DetikNews
Kamis 19 Oktober 2017, 15:28 WIB

Periksa Anggota DPRD Malang, KPK Dalami Komunikasi Soal Uang 'Pokir'

Nur Indah Fatmawati - detikNews
Periksa Anggota DPRD Malang, KPK Dalami Komunikasi Soal Uang Pokir Foto: Ilustrasi Gedung baru KPK (Dhani-detikcom)
Jakarta - KPK melakukan pemeriksaan terhadap 11 Anggota DPRD Kota Malang.
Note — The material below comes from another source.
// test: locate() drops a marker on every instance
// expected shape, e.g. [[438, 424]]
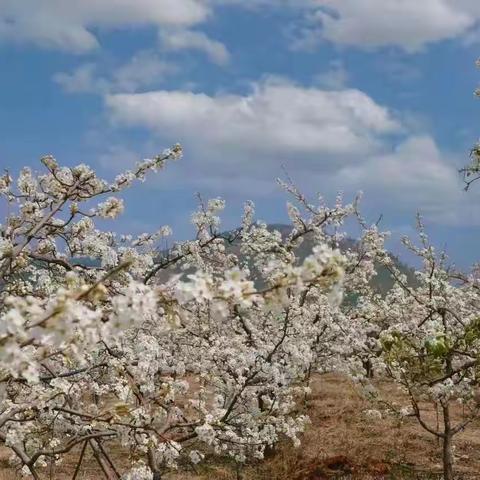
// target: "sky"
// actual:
[[341, 95]]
Mereka diperiksa terkait kasus suap yang menjerat Ketua DPRD Kota Malang Moch Arief Wicaksono.

"Setelah kemarin diagendakan pemeriksaan terhadap mantan Sekda dan 9 anggota DPRD Malang, hari ini Kamis, 19 Oktober 2017 dilakukan pemeriksaan untuk 11 anggota DPRD Kota Malang lainnya," ucap Kabiro Humas KPK Febri Diansyah kepada wartawan, Kamis (19/10/2017).
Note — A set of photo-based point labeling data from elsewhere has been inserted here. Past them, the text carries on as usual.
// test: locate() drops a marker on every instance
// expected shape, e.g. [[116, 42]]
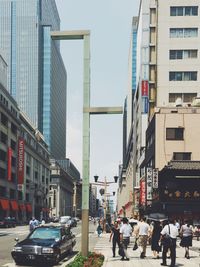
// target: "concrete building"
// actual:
[[63, 189], [24, 161], [36, 73], [167, 75], [173, 162]]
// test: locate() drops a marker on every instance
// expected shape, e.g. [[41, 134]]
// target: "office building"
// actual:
[[36, 73], [24, 161]]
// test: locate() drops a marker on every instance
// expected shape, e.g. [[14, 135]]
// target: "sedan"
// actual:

Fokus pemeriksaan KPK terhadap anggota legislatif tersebut untuk menelusuri bagaimana proses pembahasan dan pengesahan APBD Perubahan 2015.

"Apakah ada pertemuan-pertemuan dan komunikasi untuk menyukseskan pengesahan tersebut dan dugaan permintaan uang "Pokir" (Pokok Pikiran) terkait hal itu," terang Febri

"Kami ingatkan juga agar para saksi bicara dengan benar dan koperatif," tegasnya.



Moch Arief Wicaksono diumumkan sebagai tersangka pembahasan APBD Perubahan dan pembangunan jalan pada Jumat (11/8). Dia disangka menerima Rp 700 juta dari Jarot Edy Sulistiyono selaku Kadis Pekerjaan Umum Perumahan dan Pengawasan Bangunan (PUPPB) Pemerintah Kota Malang pada 2015 terkait pembahasan APBD Perubahan Pemerintah Kota (Pemkot) Malang Tahun Anggaran 2015.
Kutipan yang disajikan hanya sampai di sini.